## Convert JSON files to TXT files

Since someone has already preprocessed all the original PDF files for business report, what we got is the human-readable JSON files, which is quite nice. Nevertheless, there are so much useless information inside. Therefore, we decide to extract useful information from JSON file and convert to TXT file, in order to speed up the processing speed.

In [2]:
#import packages
import os
import json

#### 1. Configure file path

Folder Structure:
    - Text_Mining_Lab (root folder)
        - /json_data (original json files)
        - /txt_data (converted txt files)
        - /spacy_corpus (preprocessed files, dumped by pickle library)
        - /executable_notebooks
            - /01-..ipynb
            ...
            - /07-..ipynb
            - /non_german_files.txt
        - /bank_quarterly_report (sample of reports to test LDA model)

Please keep consistent with our folder structure. To begin with, make sure you have the **json_data** folder which contains all JSON files for business reports and  **executable_notebooks** folder which hold your executable jupyter notebooks. **To minimize effort to modify file path, Try to use relative path**

**non_german_files.txt** : a list of file names whose business reports written in English, should be removed to avoid confusion. 

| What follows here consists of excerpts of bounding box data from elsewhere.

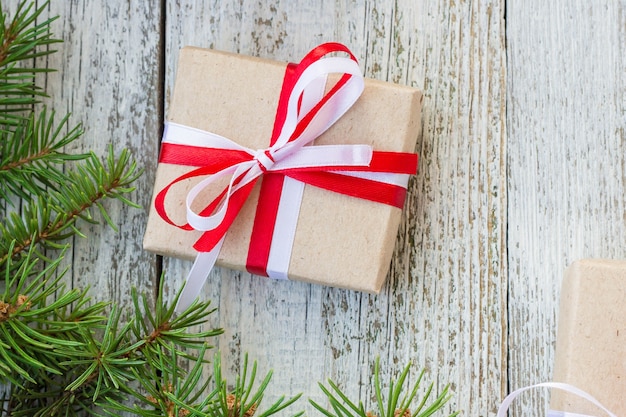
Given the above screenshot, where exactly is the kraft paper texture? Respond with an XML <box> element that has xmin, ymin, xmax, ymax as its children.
<box><xmin>551</xmin><ymin>259</ymin><xmax>626</xmax><ymax>416</ymax></box>
<box><xmin>144</xmin><ymin>47</ymin><xmax>422</xmax><ymax>293</ymax></box>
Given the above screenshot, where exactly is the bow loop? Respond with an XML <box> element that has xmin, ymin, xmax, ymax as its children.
<box><xmin>155</xmin><ymin>43</ymin><xmax>417</xmax><ymax>311</ymax></box>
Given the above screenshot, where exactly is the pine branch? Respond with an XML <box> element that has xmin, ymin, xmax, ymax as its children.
<box><xmin>0</xmin><ymin>2</ymin><xmax>61</xmax><ymax>130</ymax></box>
<box><xmin>309</xmin><ymin>358</ymin><xmax>459</xmax><ymax>417</ymax></box>
<box><xmin>0</xmin><ymin>108</ymin><xmax>89</xmax><ymax>200</ymax></box>
<box><xmin>4</xmin><ymin>280</ymin><xmax>222</xmax><ymax>416</ymax></box>
<box><xmin>0</xmin><ymin>147</ymin><xmax>141</xmax><ymax>266</ymax></box>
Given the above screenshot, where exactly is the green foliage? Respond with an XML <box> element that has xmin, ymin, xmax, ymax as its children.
<box><xmin>311</xmin><ymin>359</ymin><xmax>459</xmax><ymax>417</ymax></box>
<box><xmin>0</xmin><ymin>2</ymin><xmax>448</xmax><ymax>417</ymax></box>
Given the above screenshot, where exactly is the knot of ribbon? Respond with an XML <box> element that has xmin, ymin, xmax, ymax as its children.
<box><xmin>155</xmin><ymin>43</ymin><xmax>417</xmax><ymax>311</ymax></box>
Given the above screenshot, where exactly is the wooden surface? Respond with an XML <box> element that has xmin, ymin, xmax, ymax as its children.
<box><xmin>11</xmin><ymin>0</ymin><xmax>626</xmax><ymax>416</ymax></box>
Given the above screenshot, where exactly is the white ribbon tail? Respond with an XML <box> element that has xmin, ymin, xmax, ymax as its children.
<box><xmin>496</xmin><ymin>382</ymin><xmax>617</xmax><ymax>417</ymax></box>
<box><xmin>163</xmin><ymin>122</ymin><xmax>254</xmax><ymax>155</ymax></box>
<box><xmin>175</xmin><ymin>238</ymin><xmax>224</xmax><ymax>313</ymax></box>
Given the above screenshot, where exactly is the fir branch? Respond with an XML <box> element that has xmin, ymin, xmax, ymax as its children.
<box><xmin>0</xmin><ymin>147</ymin><xmax>141</xmax><ymax>265</ymax></box>
<box><xmin>309</xmin><ymin>358</ymin><xmax>459</xmax><ymax>417</ymax></box>
<box><xmin>0</xmin><ymin>108</ymin><xmax>89</xmax><ymax>200</ymax></box>
<box><xmin>6</xmin><ymin>285</ymin><xmax>221</xmax><ymax>415</ymax></box>
<box><xmin>0</xmin><ymin>2</ymin><xmax>60</xmax><ymax>130</ymax></box>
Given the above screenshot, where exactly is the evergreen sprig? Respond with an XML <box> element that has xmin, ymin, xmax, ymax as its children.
<box><xmin>310</xmin><ymin>358</ymin><xmax>459</xmax><ymax>417</ymax></box>
<box><xmin>0</xmin><ymin>2</ymin><xmax>61</xmax><ymax>130</ymax></box>
<box><xmin>0</xmin><ymin>1</ymin><xmax>458</xmax><ymax>417</ymax></box>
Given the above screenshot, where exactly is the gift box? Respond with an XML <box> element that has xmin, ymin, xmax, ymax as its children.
<box><xmin>551</xmin><ymin>259</ymin><xmax>626</xmax><ymax>416</ymax></box>
<box><xmin>144</xmin><ymin>47</ymin><xmax>422</xmax><ymax>300</ymax></box>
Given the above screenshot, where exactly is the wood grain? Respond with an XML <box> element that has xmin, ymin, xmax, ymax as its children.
<box><xmin>12</xmin><ymin>0</ymin><xmax>626</xmax><ymax>416</ymax></box>
<box><xmin>165</xmin><ymin>1</ymin><xmax>506</xmax><ymax>416</ymax></box>
<box><xmin>507</xmin><ymin>1</ymin><xmax>626</xmax><ymax>415</ymax></box>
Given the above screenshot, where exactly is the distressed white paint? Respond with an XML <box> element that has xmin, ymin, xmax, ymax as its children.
<box><xmin>507</xmin><ymin>0</ymin><xmax>626</xmax><ymax>415</ymax></box>
<box><xmin>2</xmin><ymin>0</ymin><xmax>626</xmax><ymax>416</ymax></box>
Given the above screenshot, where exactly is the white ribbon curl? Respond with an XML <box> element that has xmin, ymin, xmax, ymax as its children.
<box><xmin>163</xmin><ymin>52</ymin><xmax>408</xmax><ymax>312</ymax></box>
<box><xmin>496</xmin><ymin>382</ymin><xmax>617</xmax><ymax>417</ymax></box>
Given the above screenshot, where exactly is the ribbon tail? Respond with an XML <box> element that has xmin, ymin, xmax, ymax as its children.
<box><xmin>175</xmin><ymin>238</ymin><xmax>224</xmax><ymax>314</ymax></box>
<box><xmin>496</xmin><ymin>382</ymin><xmax>617</xmax><ymax>417</ymax></box>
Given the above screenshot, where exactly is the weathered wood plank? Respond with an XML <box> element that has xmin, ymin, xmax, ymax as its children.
<box><xmin>507</xmin><ymin>1</ymin><xmax>626</xmax><ymax>415</ymax></box>
<box><xmin>39</xmin><ymin>1</ymin><xmax>162</xmax><ymax>307</ymax></box>
<box><xmin>165</xmin><ymin>0</ymin><xmax>506</xmax><ymax>416</ymax></box>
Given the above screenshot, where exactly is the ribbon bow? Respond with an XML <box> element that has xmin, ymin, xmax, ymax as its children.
<box><xmin>155</xmin><ymin>43</ymin><xmax>417</xmax><ymax>311</ymax></box>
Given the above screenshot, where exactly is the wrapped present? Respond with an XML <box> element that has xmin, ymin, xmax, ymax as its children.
<box><xmin>551</xmin><ymin>259</ymin><xmax>626</xmax><ymax>416</ymax></box>
<box><xmin>144</xmin><ymin>44</ymin><xmax>422</xmax><ymax>308</ymax></box>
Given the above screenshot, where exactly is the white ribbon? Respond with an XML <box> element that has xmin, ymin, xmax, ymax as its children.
<box><xmin>496</xmin><ymin>382</ymin><xmax>617</xmax><ymax>417</ymax></box>
<box><xmin>163</xmin><ymin>53</ymin><xmax>378</xmax><ymax>312</ymax></box>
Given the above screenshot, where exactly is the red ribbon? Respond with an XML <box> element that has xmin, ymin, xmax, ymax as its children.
<box><xmin>155</xmin><ymin>43</ymin><xmax>417</xmax><ymax>276</ymax></box>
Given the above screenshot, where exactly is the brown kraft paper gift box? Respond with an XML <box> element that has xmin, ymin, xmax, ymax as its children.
<box><xmin>144</xmin><ymin>47</ymin><xmax>422</xmax><ymax>293</ymax></box>
<box><xmin>550</xmin><ymin>259</ymin><xmax>626</xmax><ymax>416</ymax></box>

Please copy the **non_german_files.txt** from */home/bit/ma0/LabShare/data/non_german_files.txt* to the *executable_notebooks* folder

In [3]:
#please modify the path

#absolute path to json dataset
ABSOLUTE_SOURCE_PATH = '/home/bit/ma0/LabShare/data/chui_ma/json_data/'
ABSOLUTE_TARGET_PATH = '/home/bit/ma0/LabShare/data/chui_ma/txt_data/' 

#relative path to json dataset
RELATIVE_SOURCE_PATH = '../json_data/'
RELATIVE_TARGET_PATH = '../txt_data/'

#### 2. Extract paragraphs from JSON files and write into TXT file

From json files, only extract useful *content* whose type is *paragraph*. Meanwhile, set several variables to monitor the file conversion.
- successful_files: list, save all files that have been successfully read or extract infomation
- failure_files: list, save all files that fail to be read or extract infomation
- progress: int, keep track the number of files that have been processed

In [4]:
%%time
#keep track on the success/failure of files
successful_files = []
failure_files = []

#monitor the file process
progress = 0
progress_count = 0

if not os.path.exists(RELATIVE_TARGET_PATH):
    #create target folder to save processed text
    os.makedirs(RELATIVE_TARGET_PATH)
    
for root, dirs, files in os.walk(RELATIVE_SOURCE_PATH):
    file_count = len(files)
    for f in files:
        progress += 1
        progress_count += 1
        try:
            filename = RELATIVE_TARGET_PATH + f.split('.json')[0]
            with open(root+'/'+f, 'r') as freader, open(filename, 'w') as fwriter:
                #only extract 'content' from json file
                for line in freader:
                    try:
                        obj = json.loads(line)
                        if obj['type'] == 'paragraph':
                            fwriter.write(obj['content'])
                    except:
                        #skip JSON decode error
                        continue
            successful_files.append(filename)
        except:
            failure_files.append(filename)
        if progress_count % 200 == 0:
            print('{0}% of total files has been processed'.format(round(progress/file_count*100), 2))
        if progress_count == file_count:
            print('all files has been processed')
        

CPU times: user 246 µs, sys: 338 µs, total: 584 µs
Wall time: 291 µs


Let's have a quick check on how many files fail to be converted.

In [5]:
#quick check on file success/failure
print('\n{} files succesfully processed. {} files failed.'.format(len(successful_files), len(failure_files)))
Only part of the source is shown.